There is no likelihood that the US will do the logical thing and vote for Palestinian statehood in the UN this fall. The US position will remain that peace will only come from the two parties with the US or the Quartet facilitating. But at this point, hasn't that option been totally played out? When the US exercises even a smidgen of even-handedness, as in Obama's recent speech, the pro-Israel fanatics have a cow. They have a cow every time Obama deviates from the hardest Israeli line of the moment. After two and a half years, it is clear this is going nowhere, apart from a consolidation of Israel's grip on the West Bank, the continued humiliation of the American president, and even greater transparency in America's faltering global power.
The logical next step would surely be to take the US out of the equation. We have become an enabler of Israeli intransigence, and the last two years have proven nothing except that Obama's hands are tied and that Israel and the US Congress run this relationship, as Netanyahu has memorably bragged about in the past. The promise of Cairo has been sabotaged by the Netanyahu government, the AIPAC Democrats, the AIPAC Republicans and the Christianist base. Continuing to keep up the charade that the US government has some kind of leverage or even appeal with the Israeli government is getting more than a little ridiculous.

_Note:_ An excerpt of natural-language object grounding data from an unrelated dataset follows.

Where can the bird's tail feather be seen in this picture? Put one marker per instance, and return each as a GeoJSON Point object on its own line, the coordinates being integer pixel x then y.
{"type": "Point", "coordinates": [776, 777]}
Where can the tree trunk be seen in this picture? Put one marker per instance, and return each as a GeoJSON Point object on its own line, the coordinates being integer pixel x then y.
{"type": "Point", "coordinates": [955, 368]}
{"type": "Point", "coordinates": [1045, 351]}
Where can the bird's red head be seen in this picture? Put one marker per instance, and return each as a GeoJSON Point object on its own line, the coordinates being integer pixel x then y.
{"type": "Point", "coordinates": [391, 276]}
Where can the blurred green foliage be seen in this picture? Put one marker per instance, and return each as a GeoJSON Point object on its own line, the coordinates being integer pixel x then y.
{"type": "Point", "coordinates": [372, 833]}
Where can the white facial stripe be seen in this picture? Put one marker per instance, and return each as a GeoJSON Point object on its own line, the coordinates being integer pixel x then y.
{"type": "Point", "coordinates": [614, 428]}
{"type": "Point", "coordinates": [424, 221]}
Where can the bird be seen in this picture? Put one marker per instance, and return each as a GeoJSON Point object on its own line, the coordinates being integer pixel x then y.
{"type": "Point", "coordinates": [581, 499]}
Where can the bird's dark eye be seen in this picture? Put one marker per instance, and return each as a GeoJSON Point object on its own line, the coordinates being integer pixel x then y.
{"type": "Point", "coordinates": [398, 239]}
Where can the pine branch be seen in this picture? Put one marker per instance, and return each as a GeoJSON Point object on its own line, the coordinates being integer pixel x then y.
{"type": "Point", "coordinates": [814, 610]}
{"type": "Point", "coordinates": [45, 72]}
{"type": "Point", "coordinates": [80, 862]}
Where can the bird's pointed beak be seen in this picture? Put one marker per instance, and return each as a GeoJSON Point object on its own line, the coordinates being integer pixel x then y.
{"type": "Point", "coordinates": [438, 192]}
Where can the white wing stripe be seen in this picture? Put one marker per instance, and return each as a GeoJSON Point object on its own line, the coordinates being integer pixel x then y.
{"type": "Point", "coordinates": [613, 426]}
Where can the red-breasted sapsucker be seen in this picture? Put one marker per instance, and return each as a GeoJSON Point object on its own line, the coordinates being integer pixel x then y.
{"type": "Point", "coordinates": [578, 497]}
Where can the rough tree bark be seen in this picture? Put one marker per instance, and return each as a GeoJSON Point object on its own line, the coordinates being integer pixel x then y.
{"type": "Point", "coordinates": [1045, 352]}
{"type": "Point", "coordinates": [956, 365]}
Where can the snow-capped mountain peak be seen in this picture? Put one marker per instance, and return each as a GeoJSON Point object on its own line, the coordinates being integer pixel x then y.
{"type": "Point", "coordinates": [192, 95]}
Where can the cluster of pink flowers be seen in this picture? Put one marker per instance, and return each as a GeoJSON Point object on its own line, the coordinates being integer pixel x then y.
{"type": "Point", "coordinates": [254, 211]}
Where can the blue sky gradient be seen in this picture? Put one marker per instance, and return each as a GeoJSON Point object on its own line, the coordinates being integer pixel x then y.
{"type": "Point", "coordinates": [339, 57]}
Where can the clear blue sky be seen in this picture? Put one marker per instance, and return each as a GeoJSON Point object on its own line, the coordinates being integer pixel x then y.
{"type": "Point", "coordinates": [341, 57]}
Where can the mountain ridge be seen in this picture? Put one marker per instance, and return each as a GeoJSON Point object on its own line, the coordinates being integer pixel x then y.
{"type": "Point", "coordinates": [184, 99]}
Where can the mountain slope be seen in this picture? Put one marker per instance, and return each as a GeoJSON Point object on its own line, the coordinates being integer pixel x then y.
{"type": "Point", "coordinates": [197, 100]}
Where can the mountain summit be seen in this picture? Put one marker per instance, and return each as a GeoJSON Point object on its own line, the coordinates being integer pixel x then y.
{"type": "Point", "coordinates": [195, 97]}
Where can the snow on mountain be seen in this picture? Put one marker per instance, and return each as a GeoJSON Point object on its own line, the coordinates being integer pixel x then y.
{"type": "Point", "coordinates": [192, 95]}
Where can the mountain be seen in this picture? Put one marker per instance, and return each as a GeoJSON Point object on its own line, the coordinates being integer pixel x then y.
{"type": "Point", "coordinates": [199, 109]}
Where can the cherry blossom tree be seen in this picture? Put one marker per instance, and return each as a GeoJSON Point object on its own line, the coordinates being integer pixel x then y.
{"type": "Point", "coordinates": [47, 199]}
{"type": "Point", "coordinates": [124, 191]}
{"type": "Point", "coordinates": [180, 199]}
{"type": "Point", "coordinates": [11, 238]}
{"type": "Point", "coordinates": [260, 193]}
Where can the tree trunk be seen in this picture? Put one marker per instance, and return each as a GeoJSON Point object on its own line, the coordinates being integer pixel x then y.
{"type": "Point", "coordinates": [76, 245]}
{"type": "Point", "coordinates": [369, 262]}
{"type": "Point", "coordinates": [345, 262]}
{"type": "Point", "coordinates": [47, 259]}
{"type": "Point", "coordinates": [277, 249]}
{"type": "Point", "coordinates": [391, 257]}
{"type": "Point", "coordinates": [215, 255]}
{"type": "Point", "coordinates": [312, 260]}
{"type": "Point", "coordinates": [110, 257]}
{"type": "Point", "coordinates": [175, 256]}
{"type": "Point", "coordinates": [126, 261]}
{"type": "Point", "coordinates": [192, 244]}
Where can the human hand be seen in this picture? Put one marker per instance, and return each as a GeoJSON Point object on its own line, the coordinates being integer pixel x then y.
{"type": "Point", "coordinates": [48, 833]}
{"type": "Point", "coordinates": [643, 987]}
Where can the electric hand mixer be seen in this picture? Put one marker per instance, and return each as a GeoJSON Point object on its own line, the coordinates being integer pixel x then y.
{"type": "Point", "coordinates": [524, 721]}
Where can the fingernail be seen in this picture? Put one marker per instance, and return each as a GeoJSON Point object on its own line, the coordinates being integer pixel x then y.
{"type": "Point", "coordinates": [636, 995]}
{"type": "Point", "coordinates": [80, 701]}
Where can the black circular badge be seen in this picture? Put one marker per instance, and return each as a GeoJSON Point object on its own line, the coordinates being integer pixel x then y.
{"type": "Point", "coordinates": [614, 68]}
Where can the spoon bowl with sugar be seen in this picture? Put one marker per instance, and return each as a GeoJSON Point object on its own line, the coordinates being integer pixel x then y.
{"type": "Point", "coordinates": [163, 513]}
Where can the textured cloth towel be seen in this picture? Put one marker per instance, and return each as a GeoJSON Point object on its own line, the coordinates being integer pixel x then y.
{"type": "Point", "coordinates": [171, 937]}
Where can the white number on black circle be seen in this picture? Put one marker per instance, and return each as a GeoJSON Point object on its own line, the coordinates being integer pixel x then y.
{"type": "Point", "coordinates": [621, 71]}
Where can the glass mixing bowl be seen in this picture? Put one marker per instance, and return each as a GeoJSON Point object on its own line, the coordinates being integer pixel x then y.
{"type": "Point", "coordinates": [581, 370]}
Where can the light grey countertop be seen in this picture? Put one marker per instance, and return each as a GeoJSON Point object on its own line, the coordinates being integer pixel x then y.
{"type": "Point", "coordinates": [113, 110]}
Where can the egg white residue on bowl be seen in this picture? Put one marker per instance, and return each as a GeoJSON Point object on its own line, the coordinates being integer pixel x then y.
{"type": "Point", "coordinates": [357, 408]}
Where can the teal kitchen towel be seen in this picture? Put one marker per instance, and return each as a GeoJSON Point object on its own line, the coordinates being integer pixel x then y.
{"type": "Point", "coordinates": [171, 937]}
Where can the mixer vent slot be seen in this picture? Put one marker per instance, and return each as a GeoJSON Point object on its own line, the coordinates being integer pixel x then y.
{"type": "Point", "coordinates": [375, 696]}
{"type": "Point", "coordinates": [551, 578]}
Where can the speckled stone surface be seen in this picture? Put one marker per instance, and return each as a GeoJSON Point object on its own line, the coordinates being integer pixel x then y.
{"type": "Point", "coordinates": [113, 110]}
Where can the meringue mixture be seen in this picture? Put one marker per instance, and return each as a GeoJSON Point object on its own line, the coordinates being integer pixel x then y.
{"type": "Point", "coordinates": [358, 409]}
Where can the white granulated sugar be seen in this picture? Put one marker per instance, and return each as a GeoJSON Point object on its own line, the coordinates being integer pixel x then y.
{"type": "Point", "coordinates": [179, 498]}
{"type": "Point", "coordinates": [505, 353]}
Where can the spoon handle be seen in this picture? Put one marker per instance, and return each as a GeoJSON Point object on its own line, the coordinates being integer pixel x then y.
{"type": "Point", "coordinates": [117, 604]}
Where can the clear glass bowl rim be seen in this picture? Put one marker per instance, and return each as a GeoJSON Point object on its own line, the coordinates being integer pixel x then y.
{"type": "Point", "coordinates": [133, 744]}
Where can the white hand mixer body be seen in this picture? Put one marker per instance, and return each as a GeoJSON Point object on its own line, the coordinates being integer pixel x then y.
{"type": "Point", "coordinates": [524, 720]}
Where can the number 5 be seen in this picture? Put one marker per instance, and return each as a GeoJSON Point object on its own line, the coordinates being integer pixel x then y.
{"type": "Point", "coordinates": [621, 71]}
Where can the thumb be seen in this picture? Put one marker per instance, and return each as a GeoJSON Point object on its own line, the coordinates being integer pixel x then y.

Moreover, the days when the US could both back Israel in everything and keep the Arab world's dictators and even democracies appeased is fast coming to an end. The Arab Spring is not just a reckoning for Irsael; it is a reckoning for the US-Israel relationship. If and when an Egyptian democratic government insists on a two-state solution, the US will have to choose between Israel and Egypt. We will just as starkly have to choose between Israel and Iraq, and between Israel and Jordan. In the WaPo today, we have also been warned that we will have to choose between Israel and Saudi Arabia. Here's Saudi macher, Turki al-Faisal, laying it on the line:
[H]istory will prove wrong those who imagine that the future of Palestine will be determined by the United States and Israel. There will be disastrous consequences for U.S.-Saudi relations if the United States vetoes U.N. recognition of a Palestinian state. It would mark a nadir in the decades-long relationship as well as irrevocably damage the Israeli-Palestinian peace process and America’s reputation among Arab nations. The ideological distance between the Muslim world and the West in general would widen — and opportunities for friendship and cooperation between the two could vanish.
If Israel continues to settle the West Bank, and the US refuses to take any concrete action to stop it, or is revealed as having no power to stop it, then the US will perforce appear much weaker on the world stage, we will alienate our European allies, lose a critical opportunity to re-engage the Muslim and Arab world, and damage our credibility with emerging Arab democracies. If the UN vote comes and the US is one of very few countries backing Israel's continued occupation, then the Jihadist blowback will be just as serious. It is well past time for us to acknowledge the obvious: Israel's current intransigence is posing a serious threat to the interests of the US and the security of its citizens.
At some point, if Israel continues to refuse a 1967-based partition, the US should, in my view, end this dysfunctional relationship, until it can be re-established on saner lines. Ideally, as a warning sign, the US should abstain in September's vote, unless settlements are frozen and talks begun. The US has a foreign policy with the whole world, not just one tiny country. Netanyahu needs to compromise on settlements or risk the US being forced to choose between the two.